Капитан сперва обомлел от такой просьбы, но, посмотрев в глаза юнцу, справедливо рассудил, что будет лучше избавиться от такого балласта, тем более по его же просьбе, но для порядка, недовольно сплюнув, проворчал:
– Как угодно, юнга, препятствовать безумию не стану. До земли пять дней ходу, это архипелаг из нескольких небольших островов, губернатором одного из них вы назначите себя сами.
После сказанного он выпустил в сторону юнги столь восхитительное табачное облако, что юноша громко чихнул, ударившись лбом о грот. Взрыв хохота команда сотворила такой, что могла поспорить с канонадой при известном сражении сэра Моргана, уже на службе Ее Величества с тремя испанскими галеонами, когда флагман палил с такой скоростью, что орудийная прислуга плескала воду на раскаленный чугун пушек, не боясь залить запальные отверстия, ибо те высыхали мгновенно, и можно было возобновлять стрельбу сразу же.
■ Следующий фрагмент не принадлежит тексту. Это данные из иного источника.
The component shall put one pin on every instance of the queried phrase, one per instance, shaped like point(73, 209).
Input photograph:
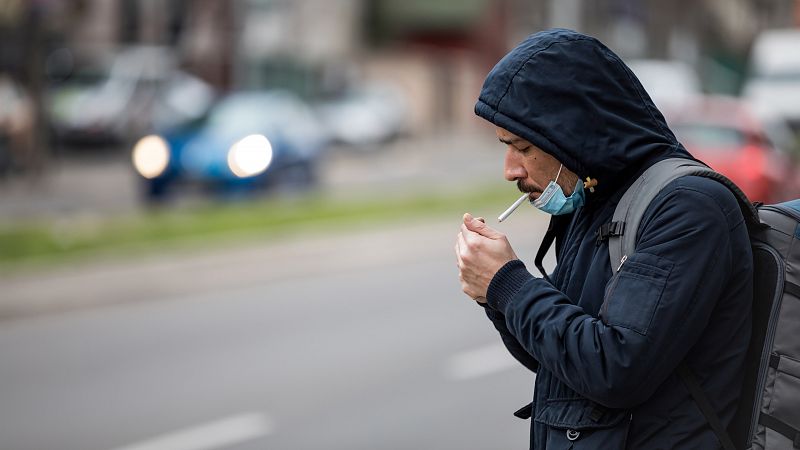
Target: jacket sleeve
point(654, 309)
point(511, 343)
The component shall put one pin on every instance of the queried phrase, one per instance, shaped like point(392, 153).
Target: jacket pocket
point(634, 293)
point(577, 424)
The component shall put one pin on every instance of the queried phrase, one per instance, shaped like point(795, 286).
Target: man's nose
point(513, 168)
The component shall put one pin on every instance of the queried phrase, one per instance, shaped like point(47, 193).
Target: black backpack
point(769, 409)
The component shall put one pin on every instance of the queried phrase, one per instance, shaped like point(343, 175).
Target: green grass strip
point(63, 241)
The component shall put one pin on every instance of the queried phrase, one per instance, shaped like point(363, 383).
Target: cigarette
point(511, 208)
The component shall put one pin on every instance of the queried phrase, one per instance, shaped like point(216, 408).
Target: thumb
point(480, 227)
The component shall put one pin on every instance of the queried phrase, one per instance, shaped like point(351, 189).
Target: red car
point(723, 133)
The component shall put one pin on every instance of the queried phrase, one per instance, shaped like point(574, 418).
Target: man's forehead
point(508, 137)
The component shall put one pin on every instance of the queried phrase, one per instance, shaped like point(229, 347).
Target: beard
point(526, 188)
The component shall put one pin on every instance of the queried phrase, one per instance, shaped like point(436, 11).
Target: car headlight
point(151, 156)
point(250, 156)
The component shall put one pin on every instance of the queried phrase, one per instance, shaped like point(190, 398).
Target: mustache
point(527, 188)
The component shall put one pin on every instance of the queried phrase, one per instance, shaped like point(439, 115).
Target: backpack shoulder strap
point(637, 198)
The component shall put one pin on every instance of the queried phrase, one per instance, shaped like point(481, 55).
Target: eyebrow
point(509, 141)
point(513, 141)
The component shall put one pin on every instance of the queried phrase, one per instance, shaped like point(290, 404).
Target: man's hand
point(481, 251)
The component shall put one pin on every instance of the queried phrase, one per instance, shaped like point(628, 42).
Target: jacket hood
point(571, 96)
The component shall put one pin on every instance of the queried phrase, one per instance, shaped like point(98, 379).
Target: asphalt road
point(361, 340)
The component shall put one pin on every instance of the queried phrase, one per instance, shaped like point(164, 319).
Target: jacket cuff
point(506, 283)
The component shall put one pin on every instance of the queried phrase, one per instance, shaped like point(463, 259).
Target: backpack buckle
point(608, 230)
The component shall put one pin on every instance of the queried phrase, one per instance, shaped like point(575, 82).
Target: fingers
point(478, 225)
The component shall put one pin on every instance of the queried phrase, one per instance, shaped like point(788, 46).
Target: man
point(579, 129)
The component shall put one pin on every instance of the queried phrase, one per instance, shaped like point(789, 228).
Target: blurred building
point(436, 51)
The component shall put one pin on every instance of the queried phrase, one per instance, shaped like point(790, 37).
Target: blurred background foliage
point(383, 81)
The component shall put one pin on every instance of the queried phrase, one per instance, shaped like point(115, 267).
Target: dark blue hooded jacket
point(605, 349)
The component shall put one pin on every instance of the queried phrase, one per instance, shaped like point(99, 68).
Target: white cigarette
point(511, 208)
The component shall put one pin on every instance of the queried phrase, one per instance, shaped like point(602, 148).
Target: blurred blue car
point(248, 141)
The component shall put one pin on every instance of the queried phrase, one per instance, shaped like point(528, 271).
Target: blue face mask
point(553, 201)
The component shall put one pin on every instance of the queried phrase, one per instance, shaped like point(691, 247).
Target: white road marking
point(479, 362)
point(220, 433)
Кэп знал что говорил – благоприятный попутный ветер к заявленному сроку подогнал фрегат к весьма скромному каменному пузу, торчащему из океана футов на сто, не больше. Когда лот показал близкую песчаную отмель, бросили якорь и на всякий случай дали выстрел по группе кустарников, спугнув при этом с десяток мирно дремавших там пернатых обитателей этих земель. Стая сделала круг и вернулась на прежнее место, видимо, не имея возможности податься куда-то еще.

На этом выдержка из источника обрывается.